Дьяконицыны знакомые даже находили, что ей уж, кто ее знает за что, в этом учителе счастье такое создатель посылает.

— Ну пусть, положим, теперича, — рассуждали между собою приятельницы, — двадцать пять рублей за харчи. Какие уж там она ему дает харчи, ну только уж там будем считать: ну, двадцать пять рублей. Ну, десять с полтиной за комнаты: ну, тридцать пять с полтиной. А ведь она сорок два рубля берет! За что она шесть с полтиной берет? Шесть с полтиной деньги: ведь это без пятиалтынного два целковых.

Собственные труды и беспокойства при этих сметах обыкновенно вовсе не принимаются в соображения, потому что время и руки ничего не стоят.

При такой дешевизне, бережливости и ограниченности своих потребностей Вязмитннов умел жить так, что бедность из него не глядела ни в одну прореху. Он был всегда отлично одет, в квартире у него было чисто и уютно, всегда он мог выписать себе журнал и несколько книг, и даже под случай у него можно было позаимствоваться деньжонками, включительно от трех до двадцати пяти рублей серебром.

Зарницын, единственный сын мелкопоместной дворянской вдовы, был человек другого сорта.
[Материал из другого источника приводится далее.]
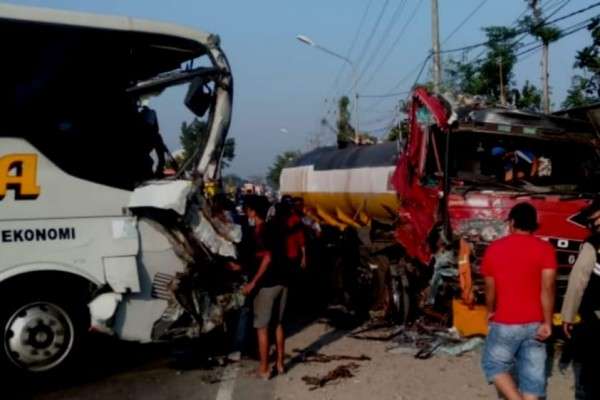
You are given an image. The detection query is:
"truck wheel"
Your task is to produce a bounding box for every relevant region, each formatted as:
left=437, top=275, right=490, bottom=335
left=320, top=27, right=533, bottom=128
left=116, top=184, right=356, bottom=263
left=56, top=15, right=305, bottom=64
left=0, top=288, right=89, bottom=375
left=391, top=274, right=410, bottom=324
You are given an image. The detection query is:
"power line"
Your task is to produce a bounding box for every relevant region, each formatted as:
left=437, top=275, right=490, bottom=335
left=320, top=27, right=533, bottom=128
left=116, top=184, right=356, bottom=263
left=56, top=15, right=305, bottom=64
left=332, top=0, right=373, bottom=94
left=358, top=0, right=423, bottom=85
left=359, top=90, right=410, bottom=99
left=356, top=0, right=407, bottom=89
left=356, top=0, right=390, bottom=79
left=442, top=0, right=488, bottom=44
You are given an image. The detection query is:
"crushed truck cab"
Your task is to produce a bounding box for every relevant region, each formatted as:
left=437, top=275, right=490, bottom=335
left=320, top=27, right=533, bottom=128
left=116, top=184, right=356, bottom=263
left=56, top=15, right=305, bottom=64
left=281, top=88, right=600, bottom=322
left=0, top=5, right=243, bottom=373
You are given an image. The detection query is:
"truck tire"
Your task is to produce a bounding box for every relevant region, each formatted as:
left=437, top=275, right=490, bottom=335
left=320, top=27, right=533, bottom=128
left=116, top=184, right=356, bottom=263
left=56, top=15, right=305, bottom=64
left=390, top=274, right=410, bottom=324
left=0, top=287, right=90, bottom=376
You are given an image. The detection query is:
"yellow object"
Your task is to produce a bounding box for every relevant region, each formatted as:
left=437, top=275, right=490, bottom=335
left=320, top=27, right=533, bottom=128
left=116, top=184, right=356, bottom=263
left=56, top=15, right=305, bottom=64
left=458, top=239, right=475, bottom=306
left=552, top=313, right=581, bottom=326
left=452, top=299, right=488, bottom=337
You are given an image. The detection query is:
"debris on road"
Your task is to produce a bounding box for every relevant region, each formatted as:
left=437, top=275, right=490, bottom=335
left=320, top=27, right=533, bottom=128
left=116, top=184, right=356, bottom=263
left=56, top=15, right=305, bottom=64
left=302, top=363, right=359, bottom=390
left=387, top=324, right=484, bottom=360
left=294, top=349, right=371, bottom=363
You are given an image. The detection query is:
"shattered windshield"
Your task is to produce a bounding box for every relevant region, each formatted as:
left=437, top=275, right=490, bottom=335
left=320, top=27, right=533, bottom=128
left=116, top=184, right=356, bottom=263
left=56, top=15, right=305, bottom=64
left=0, top=22, right=214, bottom=190
left=449, top=132, right=600, bottom=193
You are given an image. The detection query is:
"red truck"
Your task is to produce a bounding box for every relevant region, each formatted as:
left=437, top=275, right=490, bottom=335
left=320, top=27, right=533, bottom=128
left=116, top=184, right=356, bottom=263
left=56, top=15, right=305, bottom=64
left=281, top=88, right=600, bottom=320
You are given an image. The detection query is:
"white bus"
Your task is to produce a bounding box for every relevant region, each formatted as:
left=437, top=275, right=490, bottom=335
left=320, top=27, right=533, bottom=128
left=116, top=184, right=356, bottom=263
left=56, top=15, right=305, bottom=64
left=0, top=4, right=241, bottom=374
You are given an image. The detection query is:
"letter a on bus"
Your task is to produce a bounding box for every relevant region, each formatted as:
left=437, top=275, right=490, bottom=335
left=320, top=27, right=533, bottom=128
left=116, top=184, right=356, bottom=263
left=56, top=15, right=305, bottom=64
left=0, top=154, right=40, bottom=200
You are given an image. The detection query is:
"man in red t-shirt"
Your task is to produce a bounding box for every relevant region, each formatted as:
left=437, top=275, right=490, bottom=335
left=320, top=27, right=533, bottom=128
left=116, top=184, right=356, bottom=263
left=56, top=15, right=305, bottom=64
left=481, top=203, right=557, bottom=400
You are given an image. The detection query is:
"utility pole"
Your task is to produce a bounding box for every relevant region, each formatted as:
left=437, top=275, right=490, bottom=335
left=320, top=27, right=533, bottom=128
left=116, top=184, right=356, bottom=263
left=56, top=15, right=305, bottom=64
left=431, top=0, right=442, bottom=93
left=529, top=0, right=550, bottom=114
left=498, top=56, right=506, bottom=107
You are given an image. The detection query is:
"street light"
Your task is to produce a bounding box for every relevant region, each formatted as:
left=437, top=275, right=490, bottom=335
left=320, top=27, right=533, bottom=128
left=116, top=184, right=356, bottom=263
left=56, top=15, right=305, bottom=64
left=296, top=35, right=359, bottom=143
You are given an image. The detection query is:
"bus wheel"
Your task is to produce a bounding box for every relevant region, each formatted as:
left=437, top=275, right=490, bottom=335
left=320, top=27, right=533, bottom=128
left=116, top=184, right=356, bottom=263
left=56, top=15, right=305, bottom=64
left=0, top=292, right=89, bottom=375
Он жил в одной просторной комнате с самым странным убранством, которое всячески давало посетителю чувствовать, что квартирант вчера приехал, а завтра непременно очень далеко выедет. Даже большой стенной ковер, составлявший одну из непоследних «шикозностей» Зарницына, висел микось-накось, как будто его здесь не стоило прибивать поровнее и покрепче, потому что владелец его скоро вон выедет.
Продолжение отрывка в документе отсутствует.